L’institution dispose d’une grande richesse cartographique couvrant différentes périodes et régions. Elle possède 18 253 cartes, tandis que d’autres sont encore en cours d’enregistrement au sein de l’établissement.

Les revues

Dar al-Kutub conserve plus de 6 000 titres de revues en arabe (journaux et magazines), répartis dans environ 240 000 dossiers, ainsi que plus de 7 000 titres en langues étrangères regroupés dans plus de 250 000 dossiers.
Ces collections ont été constituées par achat, dépôt légal, dons et échanges. Parmi les plus anciennes publications figurent le journal Al-Waqa'i' al-Misriyya ainsi que les journaux Al-Mokattam et Al-Ahram.

Les monnaies

Dar al-Kutub abrite une importante collection de monnaies atteignant 13 214 pièces.
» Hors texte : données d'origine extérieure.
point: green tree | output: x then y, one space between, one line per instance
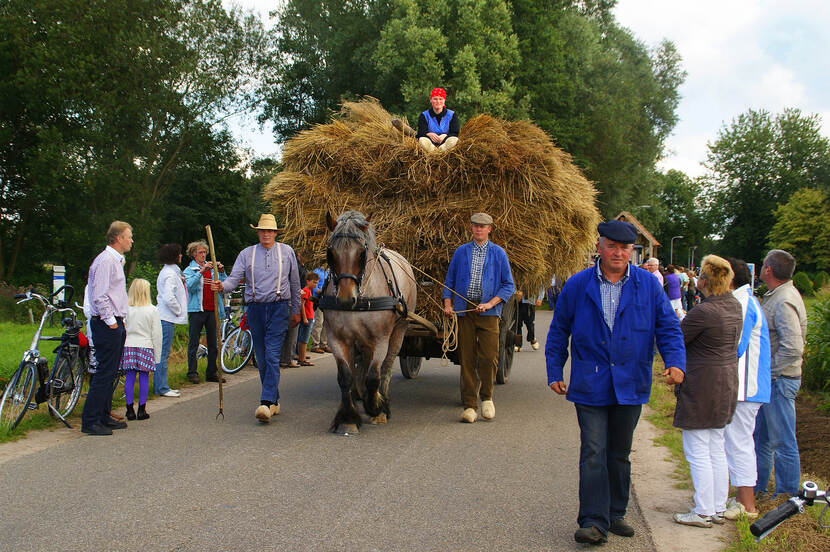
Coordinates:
604 97
101 99
802 227
757 163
Elle possède également un catalogue de monnaies, de modèles et de médailles islamiques dépassant 6 400 pièces.

Notes explicatives

  • Awqaf : terme arabe désignant des biens donnés, légués ou acquis afin d’être détenus en fiducie perpétuelle au profit de causes caritatives générales ou spécifiques d’intérêt social.
  • Selamlik (ou selamlique) : dans l’Empire ottoman, partie d’un palais ou d’une maison réservée aux hommes, par opposition au sérail, réservé aux femmes et interdit aux hommes.